Woman at Point Zero follows the life of Firdaus, a woman awaiting execution, from her youth to her present condition. It’s a novel that plunges deep into the pit of patriarchy, abuse of power, failures of feminism, and the sex workers industry.
El-Saawadi’s narration is clever and precise. At times she infuses a formal mechanism to her poetic form that is both beautiful and horrific to read. It was frustrating that while she can be quite vivid in some places, the things left unsaid in small moments of silence left my imagination running wild. And this is not a novel where you want your imagination to chart it’s own course.
Firdaus’s story is gut-wrenching and echoes a corner of society that we’d prefer not to acknowledge. Her story is disturbingly true to life. I don’t agree that there is any amount of exaggeration here. I come from a country where 14 year old girls take to the streets to sell their bodies because the system ignores them and Firdaus’s story pales in comparison to the narratives of why those girls in the real world chose to do this.
Time and time again Firadus tells us why, despite the rapes and abuses she goes through, she prefers to use her body to her advantage. It’s uncomfortable. It’s unnerving. But her reasoning is not wrong. Nor is her assertion of the way society functions in many parts of the world at all off point. Only recently did the Weinstein scandal regenerate the hushed secrets of Hollywood’s blatant ignorance of sexism. And that’s as solid a proof as one can ask for—whether it’s Egypt or America, women are are often seen merely as livestock.
That’s not to say the fault is entirely on the side of anti-feminists, non-feminists, or active misogynists either. Feminism has a long standing history of excluding others, but even at its most fundamental level it fails harder then it should. What does it say about feminism and feminists when a woman, not unlike many thousands of women in the word today, would rather reject the ideology that claims to empower women to embrace a structure built and maintained by the patriarchy which keeps us all under?

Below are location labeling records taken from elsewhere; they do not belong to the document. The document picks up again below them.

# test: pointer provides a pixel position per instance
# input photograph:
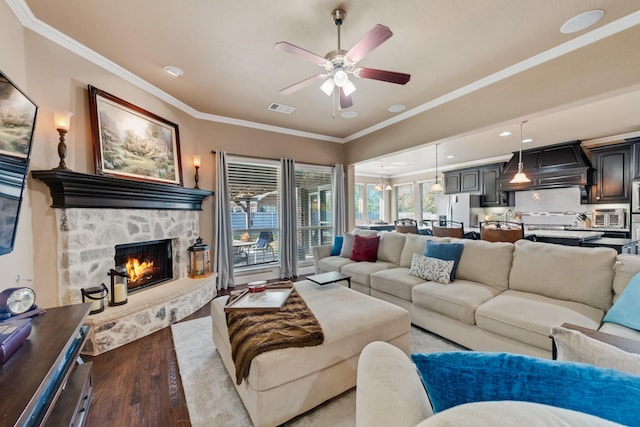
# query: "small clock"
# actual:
(14, 301)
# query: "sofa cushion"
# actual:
(416, 244)
(485, 262)
(568, 273)
(365, 248)
(446, 252)
(337, 245)
(621, 331)
(434, 269)
(395, 281)
(361, 272)
(456, 378)
(390, 248)
(574, 346)
(333, 263)
(625, 268)
(626, 310)
(528, 317)
(458, 300)
(512, 413)
(347, 245)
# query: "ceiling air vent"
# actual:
(280, 108)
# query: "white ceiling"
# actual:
(451, 48)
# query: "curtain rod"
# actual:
(269, 158)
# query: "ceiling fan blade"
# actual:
(385, 76)
(302, 84)
(345, 101)
(374, 38)
(300, 52)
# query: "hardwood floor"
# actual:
(139, 384)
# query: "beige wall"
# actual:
(55, 78)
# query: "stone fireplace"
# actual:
(100, 221)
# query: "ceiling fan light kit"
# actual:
(339, 64)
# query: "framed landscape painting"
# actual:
(130, 142)
(17, 120)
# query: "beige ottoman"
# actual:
(285, 383)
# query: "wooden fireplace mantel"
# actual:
(79, 190)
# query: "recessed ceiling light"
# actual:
(582, 21)
(174, 71)
(397, 108)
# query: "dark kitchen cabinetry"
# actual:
(482, 180)
(635, 157)
(462, 181)
(612, 174)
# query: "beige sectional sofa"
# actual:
(506, 297)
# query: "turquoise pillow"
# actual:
(626, 310)
(445, 252)
(454, 378)
(337, 245)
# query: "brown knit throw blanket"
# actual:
(254, 332)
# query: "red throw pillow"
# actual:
(365, 248)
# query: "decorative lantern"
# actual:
(199, 259)
(95, 296)
(118, 285)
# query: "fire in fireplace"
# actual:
(147, 263)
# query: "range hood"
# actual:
(553, 166)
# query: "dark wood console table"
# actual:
(44, 381)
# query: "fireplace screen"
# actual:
(147, 263)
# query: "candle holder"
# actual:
(119, 279)
(199, 259)
(62, 121)
(196, 164)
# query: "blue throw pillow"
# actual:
(337, 245)
(626, 310)
(445, 252)
(454, 378)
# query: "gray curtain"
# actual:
(223, 259)
(288, 221)
(339, 215)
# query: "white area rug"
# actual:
(211, 396)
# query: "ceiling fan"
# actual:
(339, 64)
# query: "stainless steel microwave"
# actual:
(609, 218)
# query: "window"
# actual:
(428, 199)
(374, 204)
(358, 192)
(315, 208)
(255, 201)
(255, 188)
(405, 206)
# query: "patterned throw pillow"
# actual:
(432, 269)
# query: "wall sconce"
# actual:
(62, 120)
(199, 259)
(196, 164)
(118, 286)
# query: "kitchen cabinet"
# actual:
(462, 181)
(635, 157)
(612, 174)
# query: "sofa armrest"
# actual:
(389, 391)
(320, 252)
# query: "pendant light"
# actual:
(437, 187)
(520, 176)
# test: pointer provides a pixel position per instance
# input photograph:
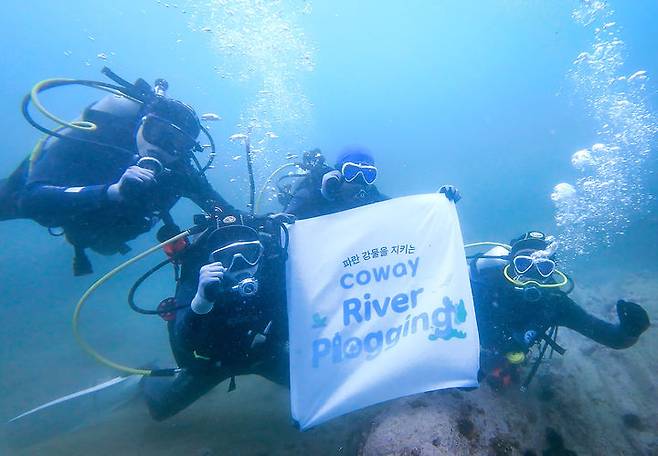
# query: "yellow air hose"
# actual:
(78, 308)
(50, 83)
(491, 244)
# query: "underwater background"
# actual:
(494, 97)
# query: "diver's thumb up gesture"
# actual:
(210, 279)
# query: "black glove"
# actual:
(451, 193)
(633, 319)
(282, 217)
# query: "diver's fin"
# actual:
(70, 412)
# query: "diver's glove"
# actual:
(331, 184)
(210, 279)
(451, 193)
(132, 181)
(633, 319)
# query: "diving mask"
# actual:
(523, 263)
(241, 262)
(166, 135)
(238, 255)
(351, 171)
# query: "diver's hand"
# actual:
(282, 217)
(210, 278)
(134, 179)
(633, 319)
(330, 184)
(451, 193)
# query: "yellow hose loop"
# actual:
(76, 124)
(78, 308)
(43, 85)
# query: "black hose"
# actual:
(94, 84)
(252, 184)
(213, 150)
(138, 283)
(535, 366)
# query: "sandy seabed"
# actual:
(591, 401)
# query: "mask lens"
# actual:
(522, 264)
(238, 254)
(545, 266)
(351, 170)
(369, 174)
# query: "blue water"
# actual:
(480, 95)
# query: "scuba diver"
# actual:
(230, 316)
(521, 299)
(350, 184)
(111, 176)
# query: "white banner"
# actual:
(379, 306)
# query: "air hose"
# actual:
(52, 83)
(267, 182)
(78, 308)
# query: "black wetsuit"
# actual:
(238, 336)
(308, 201)
(507, 322)
(67, 187)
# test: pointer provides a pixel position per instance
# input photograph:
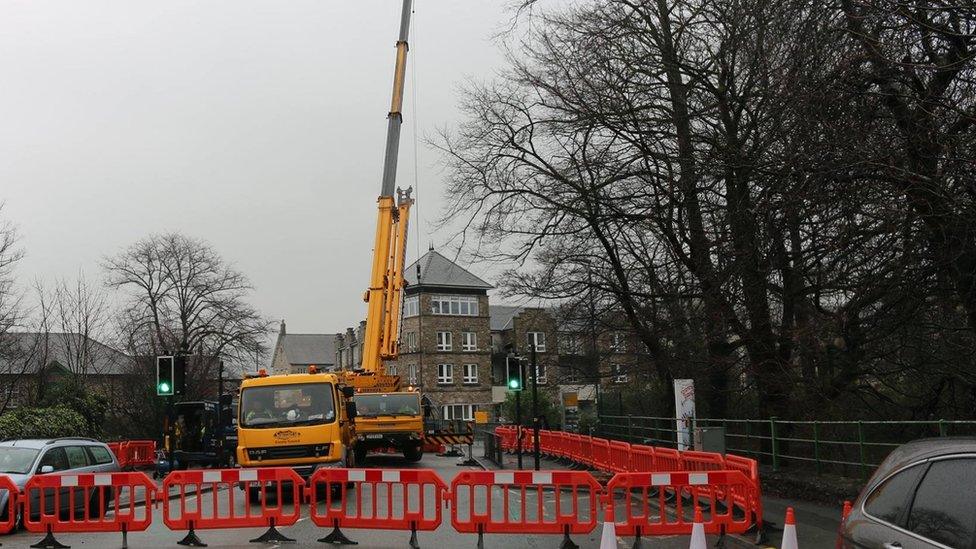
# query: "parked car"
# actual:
(922, 496)
(22, 459)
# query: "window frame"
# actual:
(473, 347)
(445, 347)
(532, 339)
(471, 303)
(445, 379)
(411, 306)
(465, 378)
(619, 374)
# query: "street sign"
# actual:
(164, 376)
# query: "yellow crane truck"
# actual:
(308, 421)
(391, 418)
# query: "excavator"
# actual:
(387, 416)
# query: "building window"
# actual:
(470, 374)
(457, 305)
(618, 342)
(463, 412)
(411, 306)
(540, 373)
(538, 339)
(619, 373)
(445, 374)
(444, 341)
(410, 342)
(569, 344)
(469, 341)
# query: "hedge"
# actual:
(56, 421)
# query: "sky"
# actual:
(258, 126)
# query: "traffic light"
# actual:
(513, 373)
(165, 385)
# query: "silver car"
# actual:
(22, 459)
(922, 496)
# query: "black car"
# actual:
(922, 496)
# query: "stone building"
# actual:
(294, 353)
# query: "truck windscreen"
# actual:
(287, 405)
(387, 404)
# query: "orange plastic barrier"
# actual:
(652, 507)
(184, 512)
(88, 502)
(9, 518)
(525, 503)
(384, 499)
(620, 455)
(750, 468)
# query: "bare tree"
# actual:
(183, 297)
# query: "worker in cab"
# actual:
(258, 410)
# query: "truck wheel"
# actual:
(413, 453)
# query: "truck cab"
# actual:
(303, 421)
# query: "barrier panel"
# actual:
(600, 452)
(667, 459)
(8, 520)
(516, 502)
(383, 499)
(701, 461)
(183, 510)
(641, 458)
(620, 455)
(87, 502)
(651, 508)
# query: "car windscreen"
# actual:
(391, 404)
(287, 405)
(16, 460)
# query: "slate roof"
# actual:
(437, 270)
(318, 349)
(18, 349)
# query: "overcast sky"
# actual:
(257, 126)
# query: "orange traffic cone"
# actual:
(789, 531)
(609, 538)
(698, 532)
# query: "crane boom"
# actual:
(389, 250)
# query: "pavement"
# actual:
(813, 528)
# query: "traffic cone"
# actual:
(847, 510)
(789, 531)
(609, 538)
(698, 532)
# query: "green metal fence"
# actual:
(849, 448)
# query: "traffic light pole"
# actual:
(535, 407)
(518, 422)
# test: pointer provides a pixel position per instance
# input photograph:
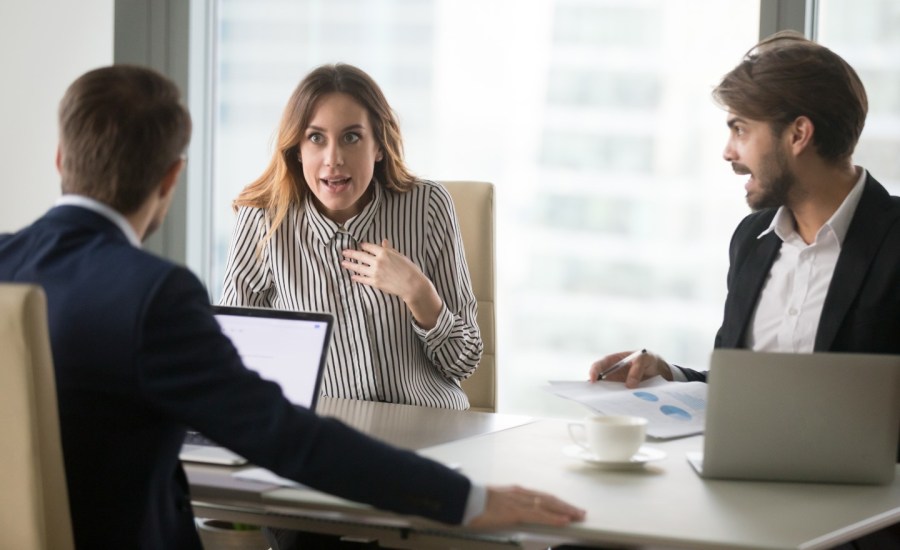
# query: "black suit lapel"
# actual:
(864, 238)
(746, 286)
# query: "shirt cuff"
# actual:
(476, 503)
(441, 329)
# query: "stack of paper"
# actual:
(673, 409)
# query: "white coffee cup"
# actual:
(610, 438)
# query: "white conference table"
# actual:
(661, 505)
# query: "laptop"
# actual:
(814, 417)
(287, 347)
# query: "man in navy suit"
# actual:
(816, 267)
(139, 356)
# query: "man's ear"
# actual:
(800, 134)
(170, 179)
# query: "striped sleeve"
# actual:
(248, 277)
(454, 344)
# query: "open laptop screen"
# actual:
(286, 347)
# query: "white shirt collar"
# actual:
(103, 210)
(783, 222)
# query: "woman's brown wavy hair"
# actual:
(282, 183)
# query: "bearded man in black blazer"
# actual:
(139, 357)
(816, 267)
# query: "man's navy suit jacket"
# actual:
(139, 358)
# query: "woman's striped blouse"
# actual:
(378, 352)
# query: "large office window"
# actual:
(865, 34)
(594, 120)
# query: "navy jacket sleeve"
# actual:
(190, 372)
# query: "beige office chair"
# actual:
(474, 203)
(34, 501)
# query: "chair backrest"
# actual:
(34, 502)
(474, 204)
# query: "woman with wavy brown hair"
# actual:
(337, 223)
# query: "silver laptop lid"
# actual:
(820, 417)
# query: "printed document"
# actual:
(673, 409)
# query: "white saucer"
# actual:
(644, 455)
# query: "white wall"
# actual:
(45, 45)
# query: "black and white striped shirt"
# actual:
(378, 352)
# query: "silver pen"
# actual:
(619, 364)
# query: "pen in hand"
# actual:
(619, 364)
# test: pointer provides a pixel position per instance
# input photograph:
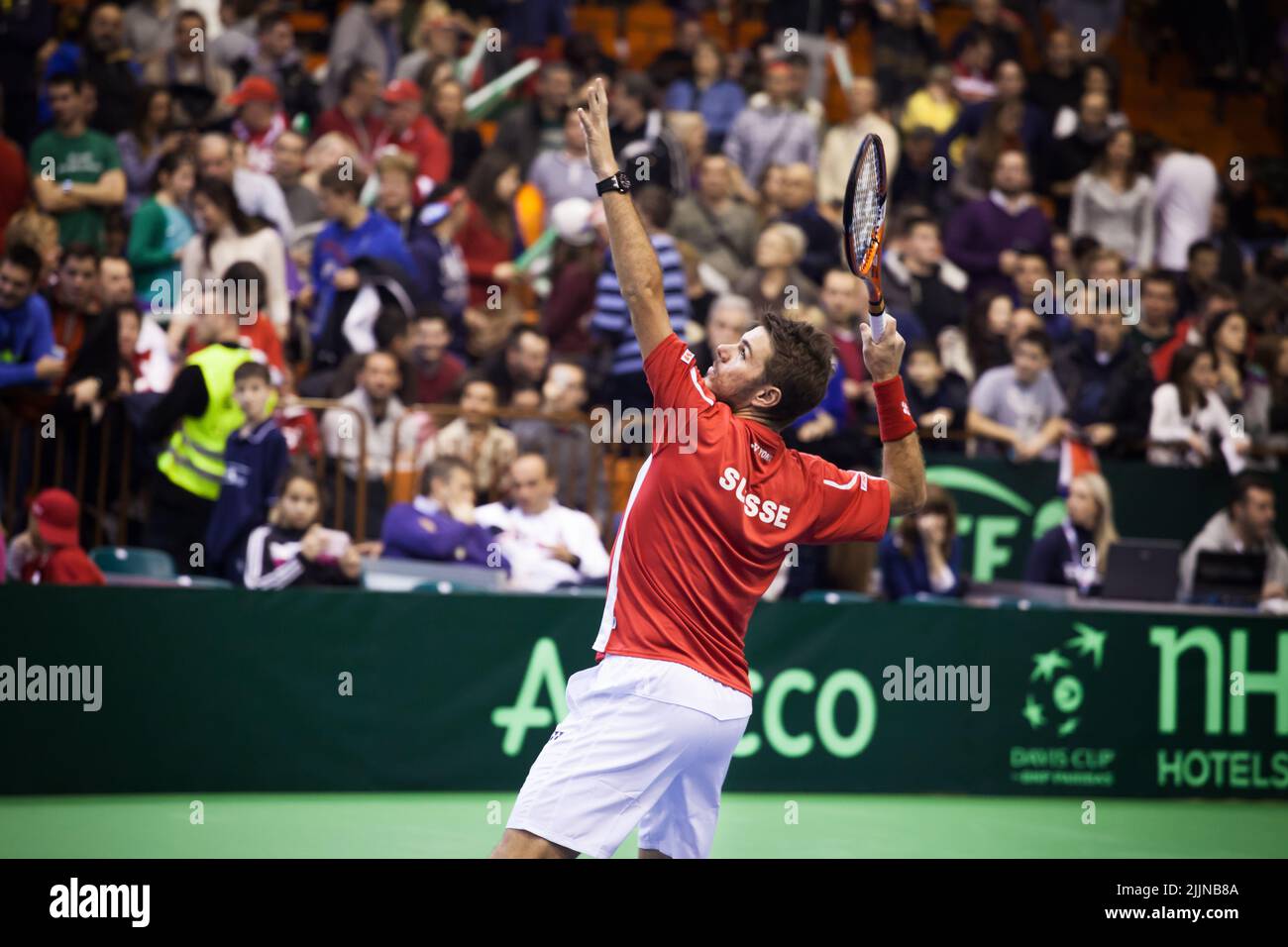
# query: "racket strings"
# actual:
(867, 208)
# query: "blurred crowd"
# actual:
(207, 231)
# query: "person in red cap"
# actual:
(259, 120)
(410, 129)
(50, 552)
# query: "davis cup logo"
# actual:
(1054, 707)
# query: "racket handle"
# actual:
(876, 317)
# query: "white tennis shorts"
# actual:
(621, 761)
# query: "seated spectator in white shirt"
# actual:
(1019, 407)
(1189, 423)
(546, 544)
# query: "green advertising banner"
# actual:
(1004, 506)
(176, 690)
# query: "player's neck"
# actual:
(750, 414)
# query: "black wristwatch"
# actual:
(616, 182)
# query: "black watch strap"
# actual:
(618, 183)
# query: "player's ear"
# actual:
(767, 395)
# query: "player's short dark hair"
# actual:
(442, 470)
(1248, 479)
(800, 367)
(1034, 337)
(249, 371)
(22, 256)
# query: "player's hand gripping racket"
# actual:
(864, 223)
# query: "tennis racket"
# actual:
(864, 223)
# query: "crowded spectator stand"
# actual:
(387, 206)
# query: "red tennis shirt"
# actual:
(712, 514)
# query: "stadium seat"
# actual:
(833, 596)
(133, 561)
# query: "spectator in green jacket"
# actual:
(159, 232)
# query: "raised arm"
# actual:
(634, 258)
(902, 464)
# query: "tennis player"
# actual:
(652, 727)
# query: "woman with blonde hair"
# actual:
(1077, 551)
(39, 231)
(777, 282)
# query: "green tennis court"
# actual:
(465, 825)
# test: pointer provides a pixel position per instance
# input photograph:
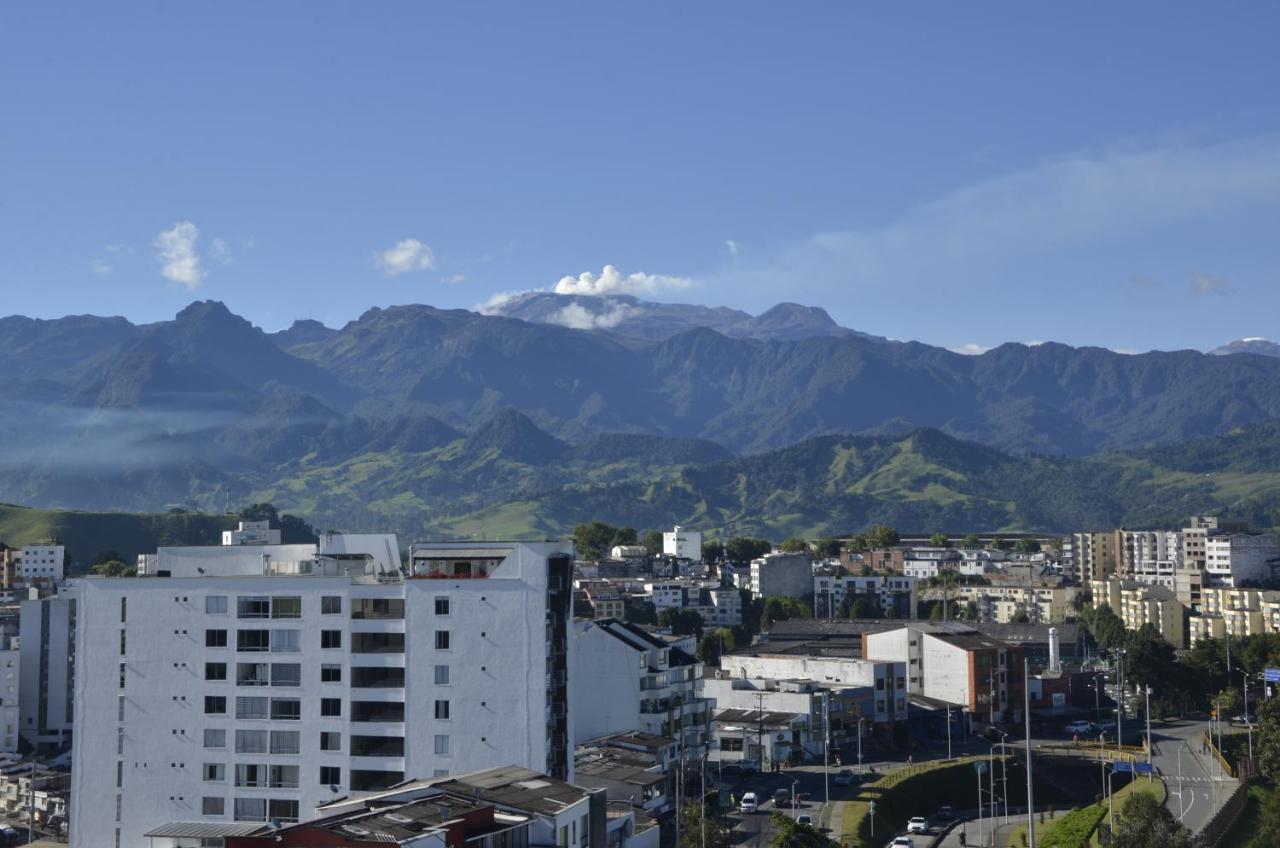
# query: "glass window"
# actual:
(287, 607)
(251, 810)
(251, 742)
(250, 707)
(254, 607)
(286, 709)
(286, 741)
(286, 674)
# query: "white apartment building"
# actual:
(782, 575)
(46, 660)
(887, 679)
(243, 688)
(42, 561)
(895, 593)
(682, 543)
(1234, 557)
(10, 709)
(629, 679)
(252, 533)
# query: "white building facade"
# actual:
(257, 689)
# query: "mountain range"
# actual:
(560, 407)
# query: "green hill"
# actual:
(86, 534)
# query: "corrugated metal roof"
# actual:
(204, 829)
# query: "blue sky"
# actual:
(958, 173)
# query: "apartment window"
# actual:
(251, 810)
(286, 674)
(252, 641)
(287, 607)
(286, 709)
(252, 674)
(251, 707)
(282, 776)
(251, 742)
(283, 810)
(286, 742)
(254, 607)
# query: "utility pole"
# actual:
(1027, 719)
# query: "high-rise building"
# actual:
(254, 683)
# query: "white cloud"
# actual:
(220, 250)
(577, 317)
(1208, 285)
(176, 251)
(1059, 204)
(612, 282)
(407, 255)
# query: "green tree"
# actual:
(794, 545)
(1144, 823)
(789, 833)
(681, 621)
(881, 536)
(744, 550)
(114, 569)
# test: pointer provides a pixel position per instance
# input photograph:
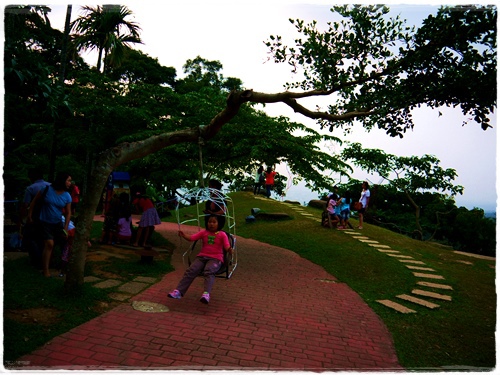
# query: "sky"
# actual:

I’ve long battled to main my passion about feminism. As a woman of color who’s sexuality isn’t fitting to a box, mainstream feminism doesn’t always like that I exist. It would rather I support white women than the brown women and has been quick to dismiss me as racist and sexist.* And it’s hard when a movement constantly rejects you to still stand up and say, no, you don’t get to take this away from me.
If feminism is all inclusive then when we march to earn the same as men do, we need to march to stop penalizing sex workers. We need to acknowledge what they do and why they chose to do it. If feminism is ever to reach it’s potential, it needs to start working from the bottom. It needs to start by making women like Firadus, admittedly fictional, the heart of the movement.
*Check the history of the suffragette movement. As well as the numbers on how many white women voted for a white supremacist in 2016 US elections. Numbers speak volumes here.